Dr. Thomas Wakefield is the co-advisor of the Actuarial Science Club and he is an Associate Professor of Mathematics and Statistics. Dr. Moon Nyugen is also a co-advisor of ASC; she is an Associate Professor of Mathematics and Statistics. As the advisors, Dr. Wakefield and Dr. Nyugen work diligently to provide all the members of the club with adequate resources for their future.

“There are currently about 20 members in the Actuarial Science Club and there are no requirements to join our club,” said Aaron Loveless, President of ASC.

There are many students who do not know anything about the actuarial science field. For that very reason, ASC provides students with information that allows them to make an informed decision as to whether actuarial science is the career for them. The club also provides its members with extremely beneficial study tips and practice for actuarial examinations.

“The organization typically brings 1-2 speakers from industry in each year,” said Dr. Wakefield. “In the past YSU grads have returned to talk about their experiences working in the insurance industry.”

Several members of ASC are also preparing to attend the Midwest Actuary Student Conference at the University of Iowa at the end of September.

ASC is also involved in several aspects of campus life. They frequently partner with the other math clubs (Pi Mu Epsilon, AWM, SIAM) to support various activities each semester within the Math Department.

Any student who is considering a degree in the actuarial field is encouraged to contact Dr. Thomas Wakefield ( or Moon Nguyen ( or the Club VP Maddie Cope ( Students can also visit the website for ASC here and look for its addition to the Department page!

YSU Student Math Group Receives Award

On Friday, July 28, the YSU Association for Women in Mathematics Student Chapter was awarded the AWM Award for Professional Development at the MathFest Conference in Chicago, Illinois. The chapter was presented with a certificate and a $100 honorarium.
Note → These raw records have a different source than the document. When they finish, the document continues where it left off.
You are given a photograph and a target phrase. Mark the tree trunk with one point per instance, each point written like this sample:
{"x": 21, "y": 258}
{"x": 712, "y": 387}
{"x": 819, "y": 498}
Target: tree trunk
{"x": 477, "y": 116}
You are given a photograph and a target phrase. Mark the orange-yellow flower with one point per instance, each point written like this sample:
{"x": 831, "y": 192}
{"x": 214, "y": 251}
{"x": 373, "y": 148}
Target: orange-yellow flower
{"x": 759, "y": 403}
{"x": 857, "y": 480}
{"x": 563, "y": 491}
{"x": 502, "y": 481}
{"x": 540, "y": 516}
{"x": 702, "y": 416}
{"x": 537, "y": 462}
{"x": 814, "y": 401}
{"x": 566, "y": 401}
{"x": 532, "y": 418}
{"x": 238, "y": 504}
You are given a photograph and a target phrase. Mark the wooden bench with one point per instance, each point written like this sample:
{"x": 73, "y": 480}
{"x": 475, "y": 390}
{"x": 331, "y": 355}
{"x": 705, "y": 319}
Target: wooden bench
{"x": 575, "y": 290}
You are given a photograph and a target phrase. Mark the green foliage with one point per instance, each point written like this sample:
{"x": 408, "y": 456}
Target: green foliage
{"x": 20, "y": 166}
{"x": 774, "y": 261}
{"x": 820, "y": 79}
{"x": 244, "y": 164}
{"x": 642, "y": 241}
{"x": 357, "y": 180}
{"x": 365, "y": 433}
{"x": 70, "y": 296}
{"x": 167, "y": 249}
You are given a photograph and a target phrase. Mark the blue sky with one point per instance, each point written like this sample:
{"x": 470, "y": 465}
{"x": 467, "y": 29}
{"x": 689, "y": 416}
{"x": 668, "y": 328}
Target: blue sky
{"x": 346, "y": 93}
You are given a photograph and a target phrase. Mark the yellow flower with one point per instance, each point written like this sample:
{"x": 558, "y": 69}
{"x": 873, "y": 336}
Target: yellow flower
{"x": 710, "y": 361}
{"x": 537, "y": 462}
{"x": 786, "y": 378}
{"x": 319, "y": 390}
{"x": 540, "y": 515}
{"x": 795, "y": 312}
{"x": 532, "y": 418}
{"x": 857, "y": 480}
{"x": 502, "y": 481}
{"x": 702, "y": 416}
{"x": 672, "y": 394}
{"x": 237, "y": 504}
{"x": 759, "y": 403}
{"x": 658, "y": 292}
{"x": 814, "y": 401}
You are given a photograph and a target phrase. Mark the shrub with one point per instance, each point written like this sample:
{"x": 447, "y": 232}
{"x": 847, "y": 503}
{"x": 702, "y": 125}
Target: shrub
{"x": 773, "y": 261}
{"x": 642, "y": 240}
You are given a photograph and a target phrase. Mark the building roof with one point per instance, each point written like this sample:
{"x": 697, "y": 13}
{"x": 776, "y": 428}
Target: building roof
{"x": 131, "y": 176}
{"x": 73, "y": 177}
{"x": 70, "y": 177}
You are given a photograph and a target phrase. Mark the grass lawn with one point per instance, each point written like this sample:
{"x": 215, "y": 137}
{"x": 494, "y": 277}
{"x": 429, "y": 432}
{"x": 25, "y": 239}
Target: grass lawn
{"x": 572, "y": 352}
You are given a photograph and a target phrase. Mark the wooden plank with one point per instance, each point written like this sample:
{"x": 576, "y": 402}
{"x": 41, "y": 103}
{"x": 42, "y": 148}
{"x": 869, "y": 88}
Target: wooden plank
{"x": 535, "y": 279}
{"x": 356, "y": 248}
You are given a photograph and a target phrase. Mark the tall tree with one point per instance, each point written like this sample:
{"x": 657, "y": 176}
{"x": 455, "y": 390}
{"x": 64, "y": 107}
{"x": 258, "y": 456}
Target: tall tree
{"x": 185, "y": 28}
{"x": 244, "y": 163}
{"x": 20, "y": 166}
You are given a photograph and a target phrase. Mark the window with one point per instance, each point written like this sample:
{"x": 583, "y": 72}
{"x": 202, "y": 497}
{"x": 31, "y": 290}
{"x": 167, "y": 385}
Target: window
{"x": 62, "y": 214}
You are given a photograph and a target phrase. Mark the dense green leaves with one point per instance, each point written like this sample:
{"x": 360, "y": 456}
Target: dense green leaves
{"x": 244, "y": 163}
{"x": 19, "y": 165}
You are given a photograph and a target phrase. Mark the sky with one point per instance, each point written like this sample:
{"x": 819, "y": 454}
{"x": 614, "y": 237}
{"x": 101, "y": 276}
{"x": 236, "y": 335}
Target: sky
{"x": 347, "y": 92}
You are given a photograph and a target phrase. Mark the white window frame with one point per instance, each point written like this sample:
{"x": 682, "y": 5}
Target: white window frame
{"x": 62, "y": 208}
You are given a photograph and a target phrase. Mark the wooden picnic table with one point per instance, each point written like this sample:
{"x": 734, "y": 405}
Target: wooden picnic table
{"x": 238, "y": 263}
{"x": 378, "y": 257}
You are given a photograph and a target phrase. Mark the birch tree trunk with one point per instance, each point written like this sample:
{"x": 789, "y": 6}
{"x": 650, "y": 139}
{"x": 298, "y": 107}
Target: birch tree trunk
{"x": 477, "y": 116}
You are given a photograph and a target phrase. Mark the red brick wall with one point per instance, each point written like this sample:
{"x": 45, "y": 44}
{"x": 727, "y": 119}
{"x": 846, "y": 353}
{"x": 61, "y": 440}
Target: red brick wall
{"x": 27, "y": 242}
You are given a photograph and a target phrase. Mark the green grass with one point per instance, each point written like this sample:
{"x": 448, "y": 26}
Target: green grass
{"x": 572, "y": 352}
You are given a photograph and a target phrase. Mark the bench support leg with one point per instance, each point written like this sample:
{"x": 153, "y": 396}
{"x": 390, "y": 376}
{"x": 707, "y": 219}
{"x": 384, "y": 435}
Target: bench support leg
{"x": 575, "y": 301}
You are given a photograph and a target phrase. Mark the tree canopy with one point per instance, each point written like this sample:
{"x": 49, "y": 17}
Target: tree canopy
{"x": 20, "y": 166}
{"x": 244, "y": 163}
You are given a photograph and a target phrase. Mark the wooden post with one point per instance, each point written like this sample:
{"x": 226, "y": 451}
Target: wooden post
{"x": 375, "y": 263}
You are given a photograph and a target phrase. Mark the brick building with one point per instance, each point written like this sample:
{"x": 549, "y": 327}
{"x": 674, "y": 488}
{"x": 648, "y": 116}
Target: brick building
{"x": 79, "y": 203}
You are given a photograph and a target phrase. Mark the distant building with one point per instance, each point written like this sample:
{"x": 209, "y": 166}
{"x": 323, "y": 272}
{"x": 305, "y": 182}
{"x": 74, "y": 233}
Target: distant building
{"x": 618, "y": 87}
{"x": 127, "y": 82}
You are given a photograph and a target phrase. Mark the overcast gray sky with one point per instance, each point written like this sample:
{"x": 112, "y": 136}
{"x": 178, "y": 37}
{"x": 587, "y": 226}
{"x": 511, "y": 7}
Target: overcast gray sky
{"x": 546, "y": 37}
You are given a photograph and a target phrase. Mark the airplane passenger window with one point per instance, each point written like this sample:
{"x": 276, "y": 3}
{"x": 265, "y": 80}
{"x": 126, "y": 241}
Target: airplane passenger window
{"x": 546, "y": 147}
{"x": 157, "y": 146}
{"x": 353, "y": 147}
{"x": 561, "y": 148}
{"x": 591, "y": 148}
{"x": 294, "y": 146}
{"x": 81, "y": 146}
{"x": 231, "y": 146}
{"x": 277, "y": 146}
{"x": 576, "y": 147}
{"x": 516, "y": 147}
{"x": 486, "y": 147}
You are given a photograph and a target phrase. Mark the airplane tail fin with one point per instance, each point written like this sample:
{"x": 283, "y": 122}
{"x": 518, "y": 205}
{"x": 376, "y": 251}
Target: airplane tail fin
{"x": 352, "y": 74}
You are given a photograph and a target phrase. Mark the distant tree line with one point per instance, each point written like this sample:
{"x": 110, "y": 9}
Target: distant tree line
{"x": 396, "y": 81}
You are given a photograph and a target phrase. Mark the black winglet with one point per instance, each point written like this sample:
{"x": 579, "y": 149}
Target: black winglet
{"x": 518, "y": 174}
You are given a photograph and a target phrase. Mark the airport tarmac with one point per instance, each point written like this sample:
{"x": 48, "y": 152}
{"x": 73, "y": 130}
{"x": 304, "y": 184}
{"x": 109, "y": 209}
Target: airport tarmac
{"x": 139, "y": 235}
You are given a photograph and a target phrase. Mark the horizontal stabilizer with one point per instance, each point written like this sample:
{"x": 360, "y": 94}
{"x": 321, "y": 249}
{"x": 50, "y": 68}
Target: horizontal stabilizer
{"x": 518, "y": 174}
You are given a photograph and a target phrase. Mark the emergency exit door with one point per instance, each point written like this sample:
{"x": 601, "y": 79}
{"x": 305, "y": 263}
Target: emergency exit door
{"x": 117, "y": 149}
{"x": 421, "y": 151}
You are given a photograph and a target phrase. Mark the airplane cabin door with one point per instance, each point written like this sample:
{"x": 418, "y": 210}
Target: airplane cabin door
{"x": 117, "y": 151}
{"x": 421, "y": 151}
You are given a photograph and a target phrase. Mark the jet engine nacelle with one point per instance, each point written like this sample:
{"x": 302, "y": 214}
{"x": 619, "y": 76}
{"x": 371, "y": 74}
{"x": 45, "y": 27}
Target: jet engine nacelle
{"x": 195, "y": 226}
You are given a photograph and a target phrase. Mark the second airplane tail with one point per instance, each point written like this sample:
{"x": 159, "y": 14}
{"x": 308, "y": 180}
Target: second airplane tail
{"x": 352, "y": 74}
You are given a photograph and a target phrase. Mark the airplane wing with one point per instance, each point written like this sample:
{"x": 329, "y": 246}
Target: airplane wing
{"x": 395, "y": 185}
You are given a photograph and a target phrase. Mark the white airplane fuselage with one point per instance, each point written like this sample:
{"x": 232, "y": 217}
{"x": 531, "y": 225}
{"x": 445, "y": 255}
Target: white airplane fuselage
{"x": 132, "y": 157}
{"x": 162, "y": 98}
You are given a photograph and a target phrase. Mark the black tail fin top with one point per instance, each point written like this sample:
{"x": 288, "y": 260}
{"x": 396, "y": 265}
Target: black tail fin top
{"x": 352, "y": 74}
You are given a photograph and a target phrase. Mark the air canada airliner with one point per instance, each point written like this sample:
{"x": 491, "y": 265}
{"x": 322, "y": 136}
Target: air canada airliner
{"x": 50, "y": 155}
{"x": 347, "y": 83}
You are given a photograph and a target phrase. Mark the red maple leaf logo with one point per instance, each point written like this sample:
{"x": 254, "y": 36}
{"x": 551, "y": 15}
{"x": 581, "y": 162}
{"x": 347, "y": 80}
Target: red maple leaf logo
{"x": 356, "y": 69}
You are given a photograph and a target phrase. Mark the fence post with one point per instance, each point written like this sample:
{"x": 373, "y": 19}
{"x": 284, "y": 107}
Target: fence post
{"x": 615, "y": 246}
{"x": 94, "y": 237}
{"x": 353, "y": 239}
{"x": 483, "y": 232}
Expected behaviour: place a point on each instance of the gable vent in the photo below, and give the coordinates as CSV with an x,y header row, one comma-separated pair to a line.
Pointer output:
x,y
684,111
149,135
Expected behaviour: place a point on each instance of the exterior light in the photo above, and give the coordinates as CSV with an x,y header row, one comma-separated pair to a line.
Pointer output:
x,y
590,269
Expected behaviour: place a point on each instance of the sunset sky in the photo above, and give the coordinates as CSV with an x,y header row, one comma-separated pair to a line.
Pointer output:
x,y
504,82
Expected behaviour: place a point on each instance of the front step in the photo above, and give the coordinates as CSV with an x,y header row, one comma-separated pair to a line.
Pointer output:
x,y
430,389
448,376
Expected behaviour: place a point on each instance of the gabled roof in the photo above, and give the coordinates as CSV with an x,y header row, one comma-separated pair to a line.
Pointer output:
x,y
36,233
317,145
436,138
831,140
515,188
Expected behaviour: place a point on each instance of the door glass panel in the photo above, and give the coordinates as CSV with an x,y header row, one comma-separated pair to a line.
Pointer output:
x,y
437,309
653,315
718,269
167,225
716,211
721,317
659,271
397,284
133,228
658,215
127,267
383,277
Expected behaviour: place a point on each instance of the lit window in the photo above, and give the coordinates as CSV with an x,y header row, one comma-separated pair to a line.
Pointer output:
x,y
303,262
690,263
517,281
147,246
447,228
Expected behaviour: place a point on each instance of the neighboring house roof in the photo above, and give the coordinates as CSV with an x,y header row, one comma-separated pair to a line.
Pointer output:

The following students attended the event: Monica Busser, Julie Phillis, Alanis Chew, Sarah Elizabeth Odidika, Mirella Boulus, Hannah Haynie, Jacqueline Chapman, Ashley Amendol, Lexi Rager, Christine Langer, and Nathalie Halavick.

The purpose of the award was to reward a student chapter for its recruitment and development of students’ professional involvement in mathematics.

Alanis Chew, a junior Business Economics and Mathematics major, is the Secretary of YSU’s AWM Student Chapter. Speaking of the AWM Award for Professional Development, Alanis explained that “our chapter received this award because of our former president, Monica Busser, who started the AWM Bigs and Littles program.”

She also mentioned that Busser organized several events to promote women in STEM. A few of the events that YSU’s AWM was recognized for were pursuing an event that provided a more inclusive environment in STEM, the Women’s History Month Colloquium, and the Women in Math Trivia Day.

Each member that attended the conference also presented research they have worked on for the past year. Some of the research topics include Konstant’s Partition Function, Preparation for Industrial Careers in Mathematics, infinite series, bones, and muscles.

President Julie Phillis began her research in April with the assistance of a special computer system. “We were continuing the research done by Gabrielle Van Scoy, who graduated this past spring with her math degree and is now pursuing her PhD at the University of Kentucky,” said Phillis. “Gabbie succeeded in creating a mathematical simulation that accurately mimics how bone cells form bone in nature.”

Researcher Lexi Rager and her group found uses for recommender systems. “Our research uses recommender systems in the academic sphere,” said Rager. “We’ve created a program that recommends classes and professors to students based on classes and professors a student has already had and liked.”

AWM strives to promote and encourage women to be more involved in a math community. Chew said that the chapter “wants everyone to know how amazing female mathematicians are and how much fun math can be!”

AWM also helps with many events that the math department hosts like movie nights and pancake dinner nights.

“There are no qualifications to join AWM, you just have to be open to making a lot of new friends,” said Chew.